Molecular characterization of the SUMO-1 modification of RanGAP1 and its role in nuclear envelope association

被引:232
作者
Mahajan, R [1 ]
Gerace, L [1 ]
Melchior, F [1 ]
机构
[1] Scripps Res Inst, Dept Cell Biol, La Jolla, CA 92037 USA
关键词
D O I
10.1083/jcb.140.2.259
中图分类号
Q2 [细胞生物学];
学科分类号
071009 ; 090102 ;
摘要
The mammalian guanosine triphosphate (GTP)ase-activating protein RanGAP1 is the first example of a protein covalently linked to the ubiquitin-related protein SUMO-1. Here we used peptide mapping, mass spectroscopy analysis, and mutagenesis to identify the nature of the link between RanGAP1 and SUMO-1. SUMO-1 is linked to RanGAP1 via glycine 97, indicating that the last 4 amino acids of this 101-amino acid protein are proteolytically removed before its attachment to RanGAP1. Recombinant SUMO-1 lacking the last four amino acids is efficiently used for modification of RanGAP1 in vitro and of multiple unknown proteins in vivo, In contrast to most ubiquitinated proteins, only a single lysine residue (K526) in RanGAP1 can serve as the acceptor site for modification by SUMO-1. Modification of RanGAP1 with SUMO-1 leads to association of RanGAP1 with the nuclear envelope (NE), where it was previously shown to be required for nuclear protein import.
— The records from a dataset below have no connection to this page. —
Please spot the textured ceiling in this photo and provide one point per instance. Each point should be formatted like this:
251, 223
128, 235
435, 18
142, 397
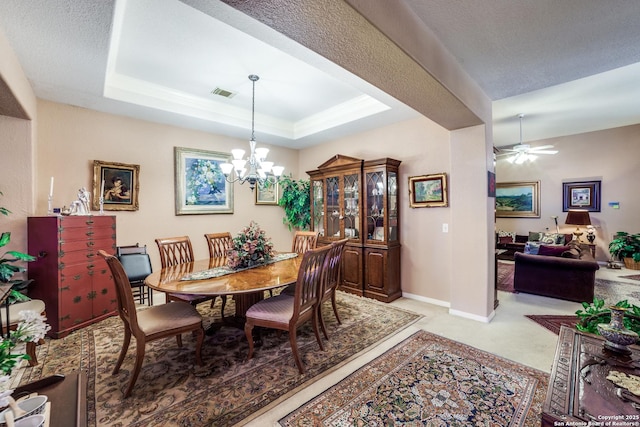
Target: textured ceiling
570, 66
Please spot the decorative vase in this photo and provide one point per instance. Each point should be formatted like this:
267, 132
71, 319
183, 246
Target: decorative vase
617, 336
631, 264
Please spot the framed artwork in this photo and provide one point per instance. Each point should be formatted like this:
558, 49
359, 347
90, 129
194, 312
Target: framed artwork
518, 199
428, 191
581, 195
267, 194
118, 183
201, 187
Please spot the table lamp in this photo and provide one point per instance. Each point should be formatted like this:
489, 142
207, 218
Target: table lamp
578, 218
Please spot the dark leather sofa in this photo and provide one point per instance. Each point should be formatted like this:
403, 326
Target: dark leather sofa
555, 276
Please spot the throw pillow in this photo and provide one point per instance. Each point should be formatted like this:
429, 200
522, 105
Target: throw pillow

Sufficient information for modification and targeting resides in a 25-kD domain of RanGAP1. RanGAP1-SUMO-1 remains stably associated with the NE during many cycles of in vitro import. This indicates that removal of RanGAP1 from the NE is not a required element of nuclear protein import and suggests that the reversible modification of RanGAP1 may have a regulatory role.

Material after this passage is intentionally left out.